Last year, 503,314 people visited the Henry Vilas Zoo. At many times of the year, such as Halloween, the Zoo is filled with people, mostly families with small children. Gunfire in such a setting could create a panic and easily lead to a crush of people trying to escape and hurting themselves and many others in the process. The Alliant Energy Center (AEC) hosts events ranging from concerts, rodeos, wrestling, monster truck/car shows, home shows, circuses, the County Fair, and World Dairy Expo. The safety of those event goers is jeopardized because your bills allow weapons to be concealed and carried into these events. At many of these you already
have the mixture of high excitement and alcoholic beverages. Adding guns to that mix is a bad idea.

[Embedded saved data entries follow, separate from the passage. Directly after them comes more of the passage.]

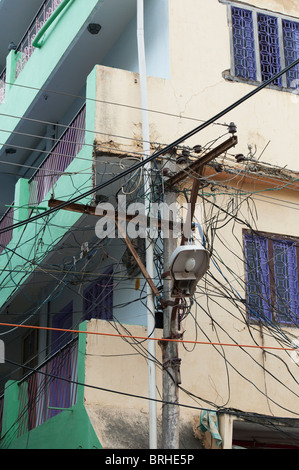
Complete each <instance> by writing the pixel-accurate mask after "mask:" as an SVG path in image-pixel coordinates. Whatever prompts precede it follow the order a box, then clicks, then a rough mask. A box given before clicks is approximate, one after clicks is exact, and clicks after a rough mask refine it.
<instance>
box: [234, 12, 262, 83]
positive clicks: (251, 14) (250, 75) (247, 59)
mask: <svg viewBox="0 0 299 470" xmlns="http://www.w3.org/2000/svg"><path fill="white" fill-rule="evenodd" d="M232 25H233V47H234V65H235V75H236V76H237V77H242V78H245V79H248V80H256V78H257V77H256V60H255V47H254V27H253V18H252V12H251V11H250V10H244V9H242V8H236V7H232Z"/></svg>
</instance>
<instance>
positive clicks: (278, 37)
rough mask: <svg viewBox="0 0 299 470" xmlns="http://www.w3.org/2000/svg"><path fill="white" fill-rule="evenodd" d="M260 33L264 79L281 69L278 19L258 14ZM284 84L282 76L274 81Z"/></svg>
mask: <svg viewBox="0 0 299 470" xmlns="http://www.w3.org/2000/svg"><path fill="white" fill-rule="evenodd" d="M258 33H259V45H260V61H261V74H262V81H263V82H265V81H266V80H268V79H269V78H271V77H273V75H275V74H276V73H278V72H280V71H281V60H280V47H279V31H278V20H277V18H275V17H273V16H268V15H263V14H258ZM273 84H274V85H278V86H282V81H281V78H279V79H277V80H275V81H274V82H273Z"/></svg>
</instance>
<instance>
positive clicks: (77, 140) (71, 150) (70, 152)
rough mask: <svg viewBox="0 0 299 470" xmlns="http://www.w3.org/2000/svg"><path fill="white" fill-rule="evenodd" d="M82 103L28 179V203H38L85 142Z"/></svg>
mask: <svg viewBox="0 0 299 470" xmlns="http://www.w3.org/2000/svg"><path fill="white" fill-rule="evenodd" d="M85 112H86V106H85V105H84V106H83V107H82V108H81V109H80V111H79V113H78V114H77V115H76V116H75V118H74V119H73V121H72V122H71V123H70V125H69V126H68V128H67V129H66V131H65V132H64V133H63V134H62V136H61V137H60V139H59V141H58V142H57V143H56V144H55V145H54V147H53V148H52V150H51V151H50V153H49V154H48V155H47V157H46V158H45V160H44V161H43V162H42V164H41V165H40V167H39V168H38V170H36V171H35V173H34V174H33V176H32V177H31V179H30V180H29V184H30V188H29V192H30V196H29V205H35V204H39V203H40V202H41V201H42V200H43V199H44V197H45V196H46V195H47V194H48V192H49V191H50V190H51V189H52V188H53V186H54V185H55V184H56V182H57V181H58V179H59V178H60V177H61V175H62V174H63V173H64V171H65V170H66V168H67V167H68V166H69V164H70V163H71V162H72V161H73V160H74V158H75V156H76V155H78V153H79V152H80V150H81V149H82V147H83V145H84V143H85Z"/></svg>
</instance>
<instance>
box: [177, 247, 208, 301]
mask: <svg viewBox="0 0 299 470" xmlns="http://www.w3.org/2000/svg"><path fill="white" fill-rule="evenodd" d="M209 262H210V256H209V252H208V251H207V250H206V249H205V248H204V247H203V246H202V245H185V246H179V247H178V248H176V250H174V252H173V254H172V256H171V258H170V275H171V277H172V280H173V285H172V291H171V297H177V296H180V297H191V296H192V295H193V294H194V291H195V289H196V286H197V283H198V281H199V280H200V279H201V278H202V277H203V276H204V275H205V273H206V272H207V270H208V269H209Z"/></svg>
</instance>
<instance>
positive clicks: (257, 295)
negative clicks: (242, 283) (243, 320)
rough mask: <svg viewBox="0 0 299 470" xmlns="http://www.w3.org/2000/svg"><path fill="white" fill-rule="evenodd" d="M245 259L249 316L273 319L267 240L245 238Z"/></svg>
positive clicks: (259, 317) (262, 239) (247, 298)
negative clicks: (270, 287)
mask: <svg viewBox="0 0 299 470" xmlns="http://www.w3.org/2000/svg"><path fill="white" fill-rule="evenodd" d="M245 259H246V281H247V284H246V288H247V306H248V310H249V316H250V317H251V318H255V319H258V318H260V317H263V316H266V317H267V318H271V294H270V283H269V279H270V273H269V263H268V241H267V239H265V238H261V237H253V236H252V235H248V236H245Z"/></svg>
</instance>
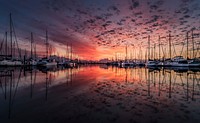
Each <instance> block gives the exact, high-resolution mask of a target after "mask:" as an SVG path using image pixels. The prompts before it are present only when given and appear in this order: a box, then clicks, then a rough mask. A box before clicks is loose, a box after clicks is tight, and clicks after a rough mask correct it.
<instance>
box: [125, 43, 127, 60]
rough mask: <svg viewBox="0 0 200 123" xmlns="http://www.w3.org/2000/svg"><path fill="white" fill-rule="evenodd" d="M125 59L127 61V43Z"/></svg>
mask: <svg viewBox="0 0 200 123" xmlns="http://www.w3.org/2000/svg"><path fill="white" fill-rule="evenodd" d="M125 61H127V45H126V57H125Z"/></svg>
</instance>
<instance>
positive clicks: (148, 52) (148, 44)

Furthermore, the AEC or the event promoter provides police or private security to maintain public safety. Concealed guns will not help that effort either.
Given that the primary justification for these bills is an interest in public safety, this seems to be an awfully glaring oversight. What possible reason could there be for allowing folks to bring hidden firearms into either a zoo or public event center? Quite a few other public locations are listed in the text of each bill, which begs the question of why these places were ignored. If the omission was by accident, then shame on the Republicans (and the NRA) for failing to responsibly vet the bills before introducing them into the legislature. If intentional, then shame on them twice for advancing ideological and lobbyist interests ahead of public safety. With governance like this, it's no small wonder that the majority of Wisconsinites don't trust their government.
Falk goes on to detail another glaring omission, potentially even more damaging than the first:
According to SB 403 and AB 763, weapons can be concealed and carried in county buildings that house human service programs, transportation, public works, child support, public safety and county parks. The only way to keep weapons out of a public facility is to "provide electronic screening for weapons at all public entrances to the building and for the locked storage of weapons on the premises." Many of our human service programs are located throughout the county in order to more conveniently serve citizens. But this variety of facilities would make it cost prohibitive to add such screening to these facilities (and most counties could choose that option under the property tax freeze only by cutting other services).
What are we trying to accomplish by having concealed guns in a child support office or a juvenile shelter where people face difficult decisions, are often emotionally distraught, and occasionally upset with the public employees running those facilities?
I have to confess to some personal bias here, as my sister is a social worker. Fortunately she lives in Illinois, where this sort of wingnuttery would never get out of committee. I think Falk's closing question really nails the issue right on its head. If the purpose of Concealed Carry laws is to increase public safety, then how can it possibly allow concealed weapons in such an environment? The analogy of a match and dry tinder comes right to mind.
Further on in her letter, Falk also objects to the law enforcement amendment detailed in my previous post.
Falk's letter outlines where the opposition to these bills is really crystallizing: urban areas. For those not familiar with the State of Cheese and Deer Sausage, Dane County is where that great shining bastion of liberalism, Madison, can be found. It's also the second largest urban area in Wisconsin, slightly larger than Green Bay and well behind Milwaukee. It's in urban areas, especially violence-prone Milwaukee, that the Concealed Carry law will have it's most onerous effects. Unfortunately, most of the support for the bills comes from rural hunters and paranoid suburbanites who are likely to never actually face the threat of violent attack in their lives. This diversity in Wisconsin is what makes gun control issues in general tricky.
There really is no credible reason to support Concealed Carry legislation and a majority of Wisconsin voters have realized this each and every time the bills get re-introduced. FBI statistics have shown that Concealed Carry laws do not reduce the crime rate. Even if they did, Wisconsin already has the 6th lowest crime rate in the nation. Ms. Falk's letter clearly demonstrates that public safety is not better served by allowing for Concealed Carry licenses. The question then only comes down to rights under the Second Amendment, and most reasonable people agree that some limitations have to be placed on the right to bear arms. There is just no compelling reason to expand this right to legalize concealed carry.